Campos and Canals, the Maze

 

Paintings and Drawings by Eloy Torrez

Photographs by Juliane Backmann

 

The Fremont Gallery is pleased to present Campos and Canals, The Maze, a collaborative Exhibition by

Juliane Backmann and Eloy Torrez.

 

        Collaborations are by their very nature a conciliatory effort, two artists arriving at a mutual understanding either in language or in visual terms through a process of simultaneous reduction and expansion, yet the best collaborations are verifiably multidimensional wherein the two artists create a synergy of ideas and materials that expands their initial individual impulse. Eloy Torrez and Juliane Backmann have created a visual dialogue that constitutes a journey, both literal and metaphoric wherein the artists traveled to Venice Italy as artists in residency, exploring the literal landscape while also investigating the deeper, less obvious terrain of human relationships.

        Both Torrez and Backmann approach Venice as a vessel of history, yet for Torrez, whose intimate pencil and colored pencil drawings reflect a more historically codified understanding of the city where portraits of individual faces come together as a compendium of contemporary human life in and around the city. Torrez’ paintings also function as visual analogs of every day culture, blending myth with a contemporary aesthetic, ultimately transforming the idea of a universal human experience into something truly extraordinary. Again, as with his drawings, Torrez’ imagery attests to a heightened sensitivity to the human condition and all its complexity. Similarly, Backmann’s photographs chart the simultaneity of human experience as analog images of specific buildings, streets, plazas and piazzas meld effortlessly with the people who move through them, creating a portrait of visual culture whereby we come to comprehend the essence of space and time.

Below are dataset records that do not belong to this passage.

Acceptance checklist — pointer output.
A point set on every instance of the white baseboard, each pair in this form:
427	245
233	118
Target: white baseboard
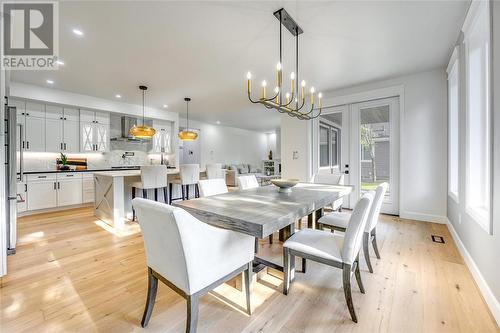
423	217
488	296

       The artists have also collaborated on a video project that involves a journey from Venice through the Alps to the German city of Augsburg. The film functions in much the same way Backmann’s photographs operate, on a literal and visceral plane, charting distances, both figurative and real where landscapes blend and recede, come into focus and shift out again in much the same way people occupy space, coming and going all the time. The idea of speed and autonomy is also a reference point in the exhibition in another short film that charts the movements of boats in the waters of Venice. This work in particular conflates the “old” with the “new,” the ancient with the contemporary, as both gondolas and speedboats fill the screen, seeming to vie for space and attention.

       Born in Muenster, Germany, Juliane Backmann studied photography at the Academy of Photo Design in Munich. Her photographs, collages and installations have been exhibited throughout the United States and Germany. In 2013 she was awarded a residency from the Emily Harvey Foundation in Venice Italy. Backmann is also the recipient of several awards from the APA and PX3. Eloy Torrez was born in Albuquerque, New Mexico and moved to California at age 13. He graduated from Otis Art Institute in 1982. He has exhibited his work both nationally and internationally and is the recipient of numerous grants including the C.O.L.A., The California Community Foundation grant and a Brody Fellowship in the humanities. Also a well known muralist, his murals include The Pope of Broadway, Entrada a un Nuevo Mundo in St. Denis, France and the famed Portrait of Hollywood at Hollywood High School.